The dashboard JSON at /polydoge/data/v4-paper-stats.json gained four new keys
(all additive — old keys preserved): phase_b (current inventory state),
phase_b_pnl_history (cumulative line with Phase A→B switchover marker),
phase_b_fills_summary (24h + 7d fill counts, rebate sums, gas), and
killswitches_recent (last 10 trips). Schema version bumped to 2.
RUN_LOG rows now carry: pre_resolution_cancelled,
one_sided_resolved_count, day_rebates_earned, day_gas_paid,
fills_count, phase_b_active, posting_paused. The bot is
self-attesting about whether each step actually ran.
| Date | Check | Decision |
|---|---|---|
| 2026-05-28 | 1-week check | Funnel widening >60% of crons quoteable? Category mix? Realistic P&L direction? |
| 2026-06-04 | Phase C gate | Pot >$200 OR 14d from switchover. Ship live with $50 wallet, or shelve. |
If queue-aware paper collapses the $16/day implied trajectory below $0.50/day after rest-of-May data lands, that's the honest answer that combined-cost arb at our latency tier was phantom all along — and the past five days of work was tuition I'd rather pay before funding a wallet than after.
If it survives, Phase B.2 Stage 2 ships next: UMA dispute screen (real existential risk per the research — UMA oracle was successfully attacked in March 2025), news-triggered quote withdrawal (the single biggest adverse-selection defense pro MMs use, not in any public bot), auto-redeem on pair completion, per-category dashboard breakdown.

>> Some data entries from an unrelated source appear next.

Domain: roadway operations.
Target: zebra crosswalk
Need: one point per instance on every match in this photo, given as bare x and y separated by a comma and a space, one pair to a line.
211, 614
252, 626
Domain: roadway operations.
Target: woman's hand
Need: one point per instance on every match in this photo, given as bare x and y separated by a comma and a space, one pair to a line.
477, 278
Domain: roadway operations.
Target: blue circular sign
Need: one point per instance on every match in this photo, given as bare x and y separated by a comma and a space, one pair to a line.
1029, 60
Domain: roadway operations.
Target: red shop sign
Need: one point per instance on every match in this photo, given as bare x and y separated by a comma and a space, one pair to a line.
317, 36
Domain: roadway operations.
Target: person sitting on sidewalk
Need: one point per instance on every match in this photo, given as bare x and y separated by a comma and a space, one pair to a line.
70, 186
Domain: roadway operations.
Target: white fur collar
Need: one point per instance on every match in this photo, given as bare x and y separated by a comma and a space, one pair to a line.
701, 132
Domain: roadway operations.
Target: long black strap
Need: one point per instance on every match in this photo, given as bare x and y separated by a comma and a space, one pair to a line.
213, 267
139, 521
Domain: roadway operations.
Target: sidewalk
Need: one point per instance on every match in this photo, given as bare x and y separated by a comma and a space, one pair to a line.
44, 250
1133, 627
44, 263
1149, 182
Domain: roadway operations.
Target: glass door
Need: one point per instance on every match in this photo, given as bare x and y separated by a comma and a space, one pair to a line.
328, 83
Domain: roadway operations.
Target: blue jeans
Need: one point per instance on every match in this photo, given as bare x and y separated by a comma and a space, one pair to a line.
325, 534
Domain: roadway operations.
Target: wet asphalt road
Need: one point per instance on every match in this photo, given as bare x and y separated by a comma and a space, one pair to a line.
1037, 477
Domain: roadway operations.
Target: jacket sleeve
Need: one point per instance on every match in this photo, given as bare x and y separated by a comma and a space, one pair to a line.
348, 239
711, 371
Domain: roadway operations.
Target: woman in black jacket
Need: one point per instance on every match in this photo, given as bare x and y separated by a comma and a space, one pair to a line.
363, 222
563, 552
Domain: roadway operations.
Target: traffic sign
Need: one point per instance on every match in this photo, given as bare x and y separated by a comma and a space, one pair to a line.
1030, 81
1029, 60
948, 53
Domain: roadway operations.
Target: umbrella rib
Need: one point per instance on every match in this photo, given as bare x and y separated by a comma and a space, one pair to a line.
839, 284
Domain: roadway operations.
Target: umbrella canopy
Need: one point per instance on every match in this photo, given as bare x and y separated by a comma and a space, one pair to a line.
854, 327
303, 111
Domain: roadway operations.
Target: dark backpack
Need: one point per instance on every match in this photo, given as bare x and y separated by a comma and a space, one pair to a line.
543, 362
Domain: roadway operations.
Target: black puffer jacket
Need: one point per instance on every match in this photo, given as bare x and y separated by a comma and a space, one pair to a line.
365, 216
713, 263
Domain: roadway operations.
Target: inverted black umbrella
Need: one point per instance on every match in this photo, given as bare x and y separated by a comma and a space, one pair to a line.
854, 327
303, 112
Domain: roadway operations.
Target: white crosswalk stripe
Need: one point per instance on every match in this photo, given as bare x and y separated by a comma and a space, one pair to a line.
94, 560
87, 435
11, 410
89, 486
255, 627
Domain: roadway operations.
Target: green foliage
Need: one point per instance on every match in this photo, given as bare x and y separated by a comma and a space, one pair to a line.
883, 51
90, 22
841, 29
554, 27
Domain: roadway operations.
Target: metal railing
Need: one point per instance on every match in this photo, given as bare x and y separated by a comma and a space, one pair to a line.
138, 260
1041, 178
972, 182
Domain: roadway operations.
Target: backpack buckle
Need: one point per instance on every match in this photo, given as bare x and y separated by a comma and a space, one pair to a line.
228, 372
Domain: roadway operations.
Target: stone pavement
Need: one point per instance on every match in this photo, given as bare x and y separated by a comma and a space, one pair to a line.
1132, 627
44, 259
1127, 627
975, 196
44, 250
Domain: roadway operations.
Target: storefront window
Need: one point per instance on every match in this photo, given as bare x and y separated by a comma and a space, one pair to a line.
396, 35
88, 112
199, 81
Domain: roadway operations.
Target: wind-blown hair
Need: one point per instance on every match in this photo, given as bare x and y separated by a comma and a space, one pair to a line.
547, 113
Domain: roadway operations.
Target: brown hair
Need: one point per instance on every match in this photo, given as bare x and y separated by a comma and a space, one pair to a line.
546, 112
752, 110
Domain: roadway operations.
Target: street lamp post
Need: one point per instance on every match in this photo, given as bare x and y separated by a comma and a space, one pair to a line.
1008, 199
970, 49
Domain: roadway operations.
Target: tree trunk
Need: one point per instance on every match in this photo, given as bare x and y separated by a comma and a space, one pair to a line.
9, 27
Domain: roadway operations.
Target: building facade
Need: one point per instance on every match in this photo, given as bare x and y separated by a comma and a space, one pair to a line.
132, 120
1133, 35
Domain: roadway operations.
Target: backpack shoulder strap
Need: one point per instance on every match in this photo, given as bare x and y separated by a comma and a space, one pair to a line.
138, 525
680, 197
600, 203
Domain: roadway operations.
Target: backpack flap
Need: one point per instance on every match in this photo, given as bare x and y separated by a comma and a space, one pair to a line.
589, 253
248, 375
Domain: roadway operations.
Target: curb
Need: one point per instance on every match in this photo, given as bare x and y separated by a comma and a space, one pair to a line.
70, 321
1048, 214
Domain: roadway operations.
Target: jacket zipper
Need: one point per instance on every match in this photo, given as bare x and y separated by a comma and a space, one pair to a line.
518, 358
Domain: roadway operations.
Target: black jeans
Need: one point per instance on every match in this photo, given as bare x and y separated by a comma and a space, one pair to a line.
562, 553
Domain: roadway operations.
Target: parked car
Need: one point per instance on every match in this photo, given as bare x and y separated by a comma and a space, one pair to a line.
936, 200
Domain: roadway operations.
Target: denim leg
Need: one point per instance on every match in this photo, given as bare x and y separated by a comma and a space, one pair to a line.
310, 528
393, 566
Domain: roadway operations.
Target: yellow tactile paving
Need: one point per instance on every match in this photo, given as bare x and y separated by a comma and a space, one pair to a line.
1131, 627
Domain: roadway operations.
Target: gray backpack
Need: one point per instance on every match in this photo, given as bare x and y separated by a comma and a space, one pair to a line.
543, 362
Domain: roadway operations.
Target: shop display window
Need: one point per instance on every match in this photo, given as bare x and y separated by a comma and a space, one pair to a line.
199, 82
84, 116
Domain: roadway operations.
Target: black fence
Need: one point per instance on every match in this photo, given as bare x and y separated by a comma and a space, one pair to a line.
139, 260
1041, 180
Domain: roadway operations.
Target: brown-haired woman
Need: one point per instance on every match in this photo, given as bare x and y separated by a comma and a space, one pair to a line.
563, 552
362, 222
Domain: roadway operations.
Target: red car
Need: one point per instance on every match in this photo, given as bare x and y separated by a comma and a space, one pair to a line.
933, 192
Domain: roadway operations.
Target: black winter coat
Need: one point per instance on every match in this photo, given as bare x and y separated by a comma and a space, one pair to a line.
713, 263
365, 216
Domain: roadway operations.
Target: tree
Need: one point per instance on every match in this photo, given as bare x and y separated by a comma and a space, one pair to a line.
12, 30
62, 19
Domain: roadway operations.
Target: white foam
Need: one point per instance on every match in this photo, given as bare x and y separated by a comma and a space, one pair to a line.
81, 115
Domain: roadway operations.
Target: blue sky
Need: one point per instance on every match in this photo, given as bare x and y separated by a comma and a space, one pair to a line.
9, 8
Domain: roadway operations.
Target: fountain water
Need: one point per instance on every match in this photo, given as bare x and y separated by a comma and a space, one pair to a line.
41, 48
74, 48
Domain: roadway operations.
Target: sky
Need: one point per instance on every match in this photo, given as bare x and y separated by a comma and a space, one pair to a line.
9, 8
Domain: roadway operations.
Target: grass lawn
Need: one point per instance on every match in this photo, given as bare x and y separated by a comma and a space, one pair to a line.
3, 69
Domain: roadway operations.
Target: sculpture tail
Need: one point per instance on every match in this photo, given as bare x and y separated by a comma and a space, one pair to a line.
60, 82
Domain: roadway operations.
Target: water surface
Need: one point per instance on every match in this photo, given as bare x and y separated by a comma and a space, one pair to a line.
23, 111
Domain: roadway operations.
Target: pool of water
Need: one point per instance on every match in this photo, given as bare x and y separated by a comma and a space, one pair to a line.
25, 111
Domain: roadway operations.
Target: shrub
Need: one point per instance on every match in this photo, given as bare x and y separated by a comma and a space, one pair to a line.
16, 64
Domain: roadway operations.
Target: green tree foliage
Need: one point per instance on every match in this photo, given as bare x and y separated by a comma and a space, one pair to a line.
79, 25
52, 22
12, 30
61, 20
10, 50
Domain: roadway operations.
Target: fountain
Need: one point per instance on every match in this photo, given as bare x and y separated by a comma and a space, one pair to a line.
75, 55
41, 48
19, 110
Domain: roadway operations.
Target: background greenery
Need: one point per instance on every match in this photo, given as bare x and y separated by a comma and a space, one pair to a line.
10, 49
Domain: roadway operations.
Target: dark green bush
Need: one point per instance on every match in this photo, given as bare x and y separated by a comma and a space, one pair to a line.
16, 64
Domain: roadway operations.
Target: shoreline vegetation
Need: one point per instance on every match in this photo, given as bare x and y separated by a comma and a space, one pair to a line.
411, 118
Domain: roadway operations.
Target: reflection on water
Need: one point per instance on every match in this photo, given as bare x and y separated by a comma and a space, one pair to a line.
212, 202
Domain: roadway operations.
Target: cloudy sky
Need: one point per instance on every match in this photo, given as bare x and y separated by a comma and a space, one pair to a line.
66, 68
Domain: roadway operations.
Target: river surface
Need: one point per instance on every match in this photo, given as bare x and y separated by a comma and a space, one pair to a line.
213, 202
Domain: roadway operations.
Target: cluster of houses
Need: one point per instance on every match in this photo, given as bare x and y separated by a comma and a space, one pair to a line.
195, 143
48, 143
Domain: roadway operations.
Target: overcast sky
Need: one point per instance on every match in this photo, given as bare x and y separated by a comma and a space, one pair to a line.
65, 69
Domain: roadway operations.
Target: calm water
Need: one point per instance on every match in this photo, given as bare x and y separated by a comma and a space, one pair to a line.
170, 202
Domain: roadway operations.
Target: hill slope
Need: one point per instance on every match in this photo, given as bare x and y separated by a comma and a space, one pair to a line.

The deeper synthesis is what surfaced the 5x rebate undercount, the wrong market universe, the opportunity-density bottleneck (68% of crons found zero quoteables — we're constrained by opportunity flow, not execution quality), and the realization that paper P&L is mostly machinery validation, not strategy validation. Without that pushback, the wallet might already be funded and bleeding.
Paper continues at */30 through the rest of May. The next decision lands June 4.